With a mother, sister, brother and both outlaws with Type 2 diabetes (none using insulin), I have done some research. I doubt a Type 1 would get by without insulin (regardless of anything you might say you mean or don’t mean in as many words as you need) and despite one’s best efforts, a diabetic could still fall prey to such overrated things like blindness and kidney failure.
My understanding of Type 1 is that it is a failure of the pancreas not poor diet and I still doubt the mother was a Type 1 whether it took 3 months or 3 years. Of course a naturopath will relate a tale like this. It is called marketing and word-of-mouth is priceless.

Posted by: gmac | Sep 21 2006 18:17 utc | 80

@jj:

Sadly, AMA medicine is wedded to pharmaceuticals, which is to say patentable products that the body does not naturally make. Hence they know nothing about restoring our health by supplying things that the body makes naturally (those are not patentable), but has stopped doing so because of the stresses of time.

Not true. Consider Parkinson’s disease — the treatment for that is pharmaceutical: Dopamine, which replaces the L-Dopa (stands for Lextro-Dopasomething) that the brain ceases to manufacture. (Of course, in the long run it doesn’t help much, since Parkinson’s is degenerative and eventually causes so much brain damage that people either die or develop other, less-responsive syndromes.)

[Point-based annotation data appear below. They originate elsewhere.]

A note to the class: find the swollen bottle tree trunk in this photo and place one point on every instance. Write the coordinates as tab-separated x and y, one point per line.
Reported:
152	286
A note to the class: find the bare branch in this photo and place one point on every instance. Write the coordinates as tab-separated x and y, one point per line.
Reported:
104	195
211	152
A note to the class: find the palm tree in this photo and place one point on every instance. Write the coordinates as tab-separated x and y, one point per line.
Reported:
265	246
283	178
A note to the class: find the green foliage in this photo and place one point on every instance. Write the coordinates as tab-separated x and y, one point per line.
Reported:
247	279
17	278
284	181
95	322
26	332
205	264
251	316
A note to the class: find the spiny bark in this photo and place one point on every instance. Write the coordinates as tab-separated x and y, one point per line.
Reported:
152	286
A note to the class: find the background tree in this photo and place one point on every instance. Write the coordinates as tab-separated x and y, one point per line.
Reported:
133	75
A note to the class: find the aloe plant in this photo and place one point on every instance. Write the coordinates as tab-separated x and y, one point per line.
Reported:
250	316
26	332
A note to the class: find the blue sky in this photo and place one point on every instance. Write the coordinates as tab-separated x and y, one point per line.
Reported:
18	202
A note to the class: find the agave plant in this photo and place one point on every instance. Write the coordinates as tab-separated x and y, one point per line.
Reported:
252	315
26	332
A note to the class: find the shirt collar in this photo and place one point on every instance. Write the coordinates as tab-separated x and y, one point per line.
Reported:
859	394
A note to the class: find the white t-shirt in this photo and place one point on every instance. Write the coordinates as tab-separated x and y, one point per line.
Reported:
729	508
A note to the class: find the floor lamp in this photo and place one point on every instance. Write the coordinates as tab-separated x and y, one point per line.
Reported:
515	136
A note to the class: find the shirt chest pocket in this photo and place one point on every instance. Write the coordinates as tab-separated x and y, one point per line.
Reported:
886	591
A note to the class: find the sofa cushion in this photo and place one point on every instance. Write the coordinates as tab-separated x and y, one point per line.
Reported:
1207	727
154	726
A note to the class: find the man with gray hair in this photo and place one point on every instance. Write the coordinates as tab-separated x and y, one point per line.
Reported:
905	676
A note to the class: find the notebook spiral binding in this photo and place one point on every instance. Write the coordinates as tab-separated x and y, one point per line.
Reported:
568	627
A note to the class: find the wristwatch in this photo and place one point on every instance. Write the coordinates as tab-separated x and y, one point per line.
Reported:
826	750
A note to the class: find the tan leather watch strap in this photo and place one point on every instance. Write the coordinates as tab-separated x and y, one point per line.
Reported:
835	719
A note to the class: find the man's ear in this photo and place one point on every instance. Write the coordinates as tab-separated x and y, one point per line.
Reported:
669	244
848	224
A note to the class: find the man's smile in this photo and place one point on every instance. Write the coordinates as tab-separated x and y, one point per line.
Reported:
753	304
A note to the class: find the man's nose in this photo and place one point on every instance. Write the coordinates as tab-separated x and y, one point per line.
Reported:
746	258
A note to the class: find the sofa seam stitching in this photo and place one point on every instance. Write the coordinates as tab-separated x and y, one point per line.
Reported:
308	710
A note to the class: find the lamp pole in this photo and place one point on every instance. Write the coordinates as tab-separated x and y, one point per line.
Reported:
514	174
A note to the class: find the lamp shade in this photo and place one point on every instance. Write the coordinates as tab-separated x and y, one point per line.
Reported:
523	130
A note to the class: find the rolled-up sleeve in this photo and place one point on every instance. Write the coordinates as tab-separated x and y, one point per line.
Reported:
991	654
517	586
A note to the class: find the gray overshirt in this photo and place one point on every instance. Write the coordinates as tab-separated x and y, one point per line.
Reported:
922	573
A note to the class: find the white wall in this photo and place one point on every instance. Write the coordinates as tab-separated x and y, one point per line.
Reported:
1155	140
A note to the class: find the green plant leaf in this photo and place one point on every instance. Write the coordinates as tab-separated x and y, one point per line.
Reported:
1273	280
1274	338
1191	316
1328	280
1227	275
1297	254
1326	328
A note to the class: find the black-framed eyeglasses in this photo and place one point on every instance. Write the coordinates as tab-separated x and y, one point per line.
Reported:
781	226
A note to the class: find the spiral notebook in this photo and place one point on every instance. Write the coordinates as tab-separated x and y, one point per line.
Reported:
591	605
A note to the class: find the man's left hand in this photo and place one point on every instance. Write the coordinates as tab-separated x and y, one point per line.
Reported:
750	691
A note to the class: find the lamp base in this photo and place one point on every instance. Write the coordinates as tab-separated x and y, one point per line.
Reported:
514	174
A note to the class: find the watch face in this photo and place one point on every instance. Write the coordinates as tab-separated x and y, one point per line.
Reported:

Type 1 diabetes (in most cases; I’m referring to the information I have been given as a diabetic, and it is possible there are rare cases that diverge) cannot be cured by diet. A type 1 diabetic does not produce any insulin — there is a specific type of cell which produces it in the pancreas, and in a type 1 diabetic, these cells die off. They don’t grow back. Causation is somewhat mysterious — may be genetic, may be viral, or may be environmental toxin, or may be some combination. (They are sure that at least some of it is genetic, but that doesn’t necessarily help in figuring out the rest.)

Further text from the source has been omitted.